Het waren vooral de geestelijken die aanvankelijk instonden voor de zieken en behoeftigen. Sinds de 9e eeuw namen zij die taak op zich en richtten na verloop van tijd godshuizen op.  Zo waren er bv. het Sint-Janshospitaal of Godshuis van Sint-Jan-ten-Dulle (1191), het Wenemaershospitaal (1323) en het Kinderen Alyns- of St.-Katharinahospitaal (14 eeuw).

Omdat de economische crisis aldoor maar scherpere vormen aannam en bijgevolg de armoede en ellende van een niet gering gedeelte van de zonder werk gevallen arbeiders en kleine handelaars op een onrustbarende wijze toegenomen was, vaardigde Keizer Karel op 7 oktober 1531 een decreet uit waarbij het bestuur van de grote steden bevolen werd de bestaande “guldekens”, op wier schouders tot dusverre de armenzorg berust had, van die taak te ontlasten. In hun plaats diende een meer officieel organisme te worden opgericht. Noblesse oblige. Keizer Karels geboorteplaats was de eerste stad die aan ’s keizers bevel gestalte gaf. Nog hetzelfde jaar 1531 werd de “Armen Caemer van Ghendt” boven de doopvont gehouden. Onder het gezag van en door Keizer Karel ontstond in 1535 de Armen Camere, de Armenkamer die de belangen en initiatieven van de verschillende godshuizen verenigde.

Een paar gebouwen gelegen op de hoek van de Pisstege (Stadhuisstege) en de Corte Nuwelstege (Poeljemarkt) werden ter beschikking gesteld van de nieuwbakken instelling, wier bestuur aanvankelijk was samengesteld uit 11 aanbevelingswaardige burgers. Deze besturende burgers, ook gekend als regenten, voogden of gouverneurs, stelden een reglement op en lieten een stempel snijden waarmee ze zowel de alledaagse als officiële documenten konden waarmerken. Aldus werden al de door de Caemer uitgereikte broodkaarten van deze stempel voorzien. Een stempel die meteen aan de oprichting van het menslievend werk herinnert: de dooreen gevlochten hoofdletters A, C en G, omlijst door de verklaring “Caesare Instituent Anno 1531” en de veelbetekende verheldering “Beati Miseri-cordes”.

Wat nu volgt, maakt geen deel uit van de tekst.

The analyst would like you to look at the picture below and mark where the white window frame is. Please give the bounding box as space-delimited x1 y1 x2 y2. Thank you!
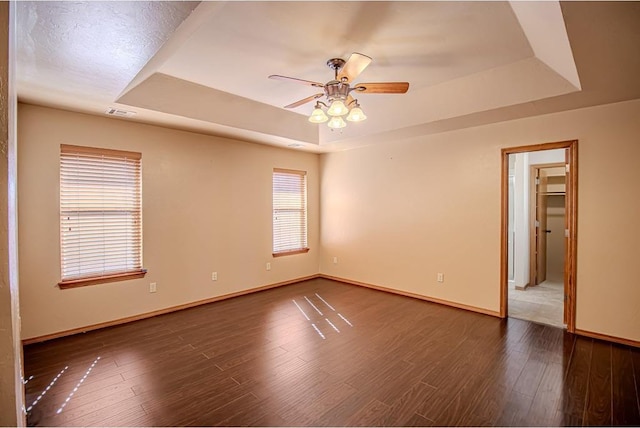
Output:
272 168 309 257
58 144 146 288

Had de Caemer tot taak de heersende armoe te lenigen door het uitdelen van voedsel, brandstof, kleren en uitzonderlijk klinkende munt, tegelijkertijd was er de beteugeling (en bestraffmg) van de door de armoe uitgelokte bedelarij. De aan de bedelarij verwante landloperij, hoofdzakelijk mannen, werd zowel door het stedelijk als het grafelijk gerecht bestraft met kastijding en een paar jaar verbanning, eventueel uit de stad of uit het graafschap. De vrouwen en de kinderen hadden zogezegd het monopolie van het schooien. Het waren deze bedelaressen waarmee de Caemer geconfronteerd werd. Bemerken we dat de door de ‘Heren voogden” gevelde vonnissen er geen waren om ermee te gekscheren. Kennismaking met de zweep? Waarom niet. Opsluiting? Voorzeker. In oorkonden wordt gewag gemaakt van bestraffing met een verblijf in donkere putten.Maw kerkers die van deuren voorzien waren. Bijna even groot (5,1 m x 3 men 5,1 m x 3,30 m) werden de kerkers verlucht door middel van een kleine opening die uitgaf in een bijna even donkere gang. Het was Alfons van Werveke die hierover melding maakt.

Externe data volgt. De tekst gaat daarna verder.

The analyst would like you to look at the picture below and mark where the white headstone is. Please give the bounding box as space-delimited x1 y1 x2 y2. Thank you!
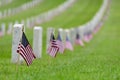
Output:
46 28 53 49
11 24 24 63
1 23 5 36
33 27 42 58
7 23 13 34
69 28 76 45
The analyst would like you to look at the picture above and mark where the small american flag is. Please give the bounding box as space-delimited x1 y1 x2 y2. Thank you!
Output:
57 33 64 53
65 36 73 51
75 33 84 46
47 33 59 57
84 33 89 42
17 32 36 66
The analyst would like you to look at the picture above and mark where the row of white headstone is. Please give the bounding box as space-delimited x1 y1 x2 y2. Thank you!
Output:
0 0 76 34
11 0 109 63
11 24 43 63
0 0 13 6
17 0 76 27
0 0 43 18
46 0 110 48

De Armenkamer die sedert de Franse overheersing “Bureel van Weldadigheid” geworden was, werd eind 1902 overgebracht naar een meer geschikt gebouw gelegen aan Onderbergen.Tot op die gedenkwaardige datum vermocht geen enkele buitenstaander een oogslag te werpen in die gewezen Caemerse gevangenissen. Gewezen aangezien ze op dat ogenblik allang buiten dienst gesteld waren, mogelijk op bevel van keizer Jozef II, meer waarschijnlijk door de Republiek in 1796.

In 1532 had de stad de “Langhe Hegghe” aangekocht met het oog op de verdere voltooiing van het op dat moment in aanbouw zijnde Schepenhuis van de Keure. Die Langhe Hegghe was gelegen aan de Hoogpoort, beschikte over een grote achteruit en heel waarschijnlijk over een poortje dat in de Pisstege uitgaf.

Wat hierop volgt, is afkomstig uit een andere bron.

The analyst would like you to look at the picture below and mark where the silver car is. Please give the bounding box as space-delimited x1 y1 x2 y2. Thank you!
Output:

De Staten van Vlaanderen en het bestuurscollege van het graafschap, die financieel tussenbeide gekomen waren voor het bouwen van de kelder, schaften zich meteen al de gebouwen aan die de oostzijde van de Pisstege vormden. Natuurlijk behalve die welke betrokken waren door de Caemer. Van 1682 tot 1728 verrezen dan met horten en stoten de lokalen waarin de Staten hun verschillende diensten onderbrachten. Voor hun vergaderingen stond de stad het tussen 1560-1563 gebouwde zaaltje af. Zo beschikten de Staten nu vrijelijk over genoemd zaaltje, aanvankelijk als Ledenkamer beschreven (naar de leden van de Staten, zijnde de geestelijkheid, de goede steden Gent, Brugge en leper en het Brugse Vrije), tegenwoordig bekend als Collegezaal (voorheen Commissiezaal). Het gebruik van de kelder bleef een voorrecht aan de Schepenen verleend. In feite was de bestemming van deze kelder bij aanvang (1560) reeds bekend vóór men hem ging construeren nl. een pijnkelder en 2 kerkers.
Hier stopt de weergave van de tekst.